The beginning of a new year seems like the perfect time to start making changes. But sometimes, it’s hard to know where to start. I think most people would like to live, and dress, with minimal negative impact on the environment, but aside from the basics we learn about in school, it’s hard to know how to take it a step further. Even harder to put those changes into action.
My guest on the podcast this week is Vin, of eponymous label Vin + Omi. Vin was a director of public art before becoming a fashion designer (with no previous sewing experience). Since the brand’s conception in 2004, Vin + Omi have focused on sustainable processes, thinking up new, unique ways to produce ethical textiles.
Vin + Omi’s Stop F***ing the Planet recycled plastic collection and campaign encourages consumers to consider the environment when updating their style. Confronted by January sales, it may seem difficult to resist a thoughtless purchase, but for Vin, it’s important to pay more attention to our wardrobes: what we put in, what we take out, and how we take care of what we have.
It’s scary but it’s true. Microfibres are tiny (smaller that 5mm) plastic threads, often thinner than a human hair, which escape into our waterways, and ultimately our seas, when we wash our clothes. They often form part of a sludge collected at water treatment plants which is then sprayed onto soils as fertiliser. To combat this, Vin suggests we wash our clothes in a microfibre catcher bag, and instead of throwing away the fibres, use them to stuff a cushion. For more information about microfibres, I recommend visiting Friends of the Earth.

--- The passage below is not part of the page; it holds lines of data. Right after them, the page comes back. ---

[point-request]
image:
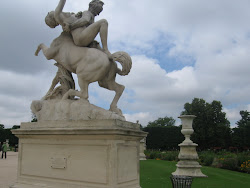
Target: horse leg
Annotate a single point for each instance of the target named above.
(113, 86)
(49, 53)
(83, 94)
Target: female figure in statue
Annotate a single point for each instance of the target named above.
(81, 26)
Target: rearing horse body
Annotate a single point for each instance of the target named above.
(90, 65)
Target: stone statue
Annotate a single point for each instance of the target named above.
(81, 26)
(64, 77)
(76, 51)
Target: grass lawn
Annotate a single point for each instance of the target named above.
(155, 174)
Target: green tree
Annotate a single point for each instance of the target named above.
(211, 127)
(241, 133)
(162, 122)
(163, 134)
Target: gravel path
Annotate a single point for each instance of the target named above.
(8, 169)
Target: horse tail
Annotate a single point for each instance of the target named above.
(125, 60)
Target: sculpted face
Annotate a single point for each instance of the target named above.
(50, 20)
(96, 7)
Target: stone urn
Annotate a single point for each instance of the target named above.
(188, 158)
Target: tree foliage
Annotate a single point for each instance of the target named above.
(241, 133)
(211, 127)
(164, 137)
(162, 122)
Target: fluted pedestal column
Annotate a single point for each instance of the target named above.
(188, 158)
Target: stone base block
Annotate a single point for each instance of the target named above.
(82, 154)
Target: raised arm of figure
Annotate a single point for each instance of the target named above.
(58, 11)
(81, 22)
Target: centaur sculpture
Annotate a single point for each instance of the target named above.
(73, 51)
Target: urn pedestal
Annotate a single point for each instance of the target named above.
(79, 154)
(188, 158)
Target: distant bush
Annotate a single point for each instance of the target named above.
(206, 158)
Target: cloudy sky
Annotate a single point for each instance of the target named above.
(180, 49)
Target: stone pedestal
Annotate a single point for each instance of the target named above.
(142, 149)
(188, 164)
(78, 154)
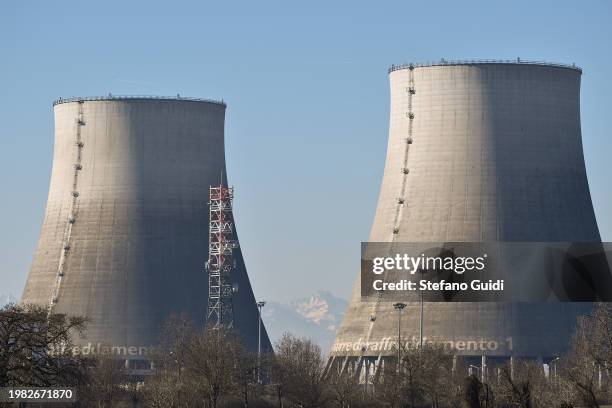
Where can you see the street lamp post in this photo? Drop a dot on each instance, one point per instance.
(421, 316)
(553, 372)
(260, 305)
(399, 306)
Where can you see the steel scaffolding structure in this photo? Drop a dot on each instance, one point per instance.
(220, 257)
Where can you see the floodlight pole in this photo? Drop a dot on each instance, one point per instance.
(399, 306)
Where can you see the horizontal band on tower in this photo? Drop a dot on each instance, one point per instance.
(517, 61)
(135, 97)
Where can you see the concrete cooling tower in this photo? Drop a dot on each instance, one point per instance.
(125, 234)
(477, 151)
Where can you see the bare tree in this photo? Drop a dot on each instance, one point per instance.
(344, 388)
(212, 357)
(36, 348)
(299, 368)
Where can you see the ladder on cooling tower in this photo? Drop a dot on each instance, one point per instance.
(73, 211)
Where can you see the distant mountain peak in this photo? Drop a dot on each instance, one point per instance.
(316, 317)
(6, 298)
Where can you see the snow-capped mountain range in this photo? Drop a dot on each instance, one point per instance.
(316, 317)
(6, 298)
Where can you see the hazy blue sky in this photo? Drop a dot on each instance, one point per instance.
(307, 93)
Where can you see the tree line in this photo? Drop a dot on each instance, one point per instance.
(211, 368)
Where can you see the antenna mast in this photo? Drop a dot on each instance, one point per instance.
(221, 244)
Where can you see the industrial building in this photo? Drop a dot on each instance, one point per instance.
(125, 237)
(478, 151)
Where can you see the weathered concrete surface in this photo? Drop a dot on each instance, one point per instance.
(496, 155)
(140, 236)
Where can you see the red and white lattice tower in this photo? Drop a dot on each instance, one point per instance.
(220, 257)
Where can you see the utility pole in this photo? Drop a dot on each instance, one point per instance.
(399, 307)
(260, 305)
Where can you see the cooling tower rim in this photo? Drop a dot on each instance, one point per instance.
(73, 99)
(444, 63)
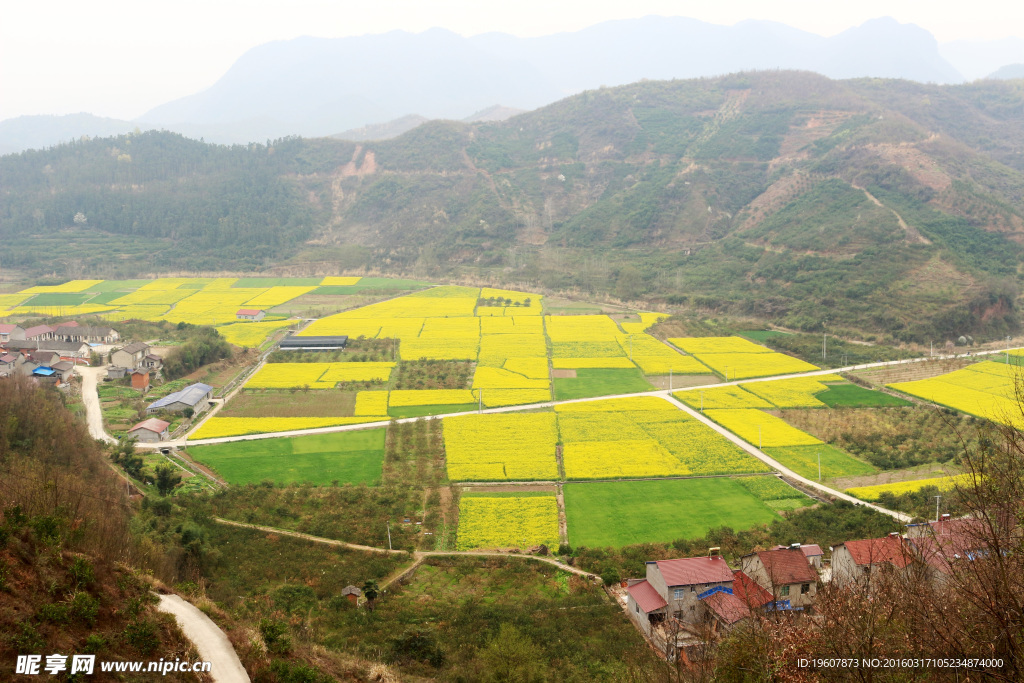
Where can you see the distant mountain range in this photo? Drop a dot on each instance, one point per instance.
(379, 85)
(892, 205)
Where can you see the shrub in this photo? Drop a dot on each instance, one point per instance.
(275, 636)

Plastic Waste is a hot topic at the moment. Blue Planet demonstrated just how much plastic ends up in our oceans and the show’s popularity means its now on lots of people’s radar. According to Vin, when it comes to plastic, it’s all about being conscious. “Question everything you buy wrapped in plastic or made of plastic,” he says. “Do you really need it?” For a deep dive into plastic waste, I recommend reading Lucy Siegle’s Turning the Tide on Plastic.
Say No To Fur
A simple way to immediately make a positive change is to boycott fur. Vin recommends looking for sustainable alternatives to achieve the same look. Back in October, I was fascinated to read Bel Jacobs’ Is the the end for real fur? on the BBC, which highlighted just how problematic faux fur can be. Sometimes, it seems as though we have to choose between animals, and the environment. Of course, it’s ideal to ‘do right’ by both concerns, but in my opinion, when it comes to fur, animals take my priority. I’ll try to find sustainable faux fur, but until I do, it’s easy for me to simply pick a different coat.
Made In England
Finally, Vin advises buying Made in England, and from small, independent brands where possible. Again, this comes alongside shopping more mindfully – examining the provenance of what we buy can help us make more informed decisions. Buying Made in England, means supporting the remaining local garment industry which has not yet been outsourced abroad in search of cheaper labour. If we don’t support local independent business, we may not have any left.
For Vin, it’s important to evaluate our potential purchases. At this time of year, it’s easy to fall into the trap of a mindless evening browse, turning into a mindless evening spree. But before we click “checkout” it’s useful to think about when, and how, we might actually wear what we’re about to buy. Eco Age has a fantastic 30 Wears campaign, which is worth taking note of if you find yourself with a wardrobe full of nothing to wear.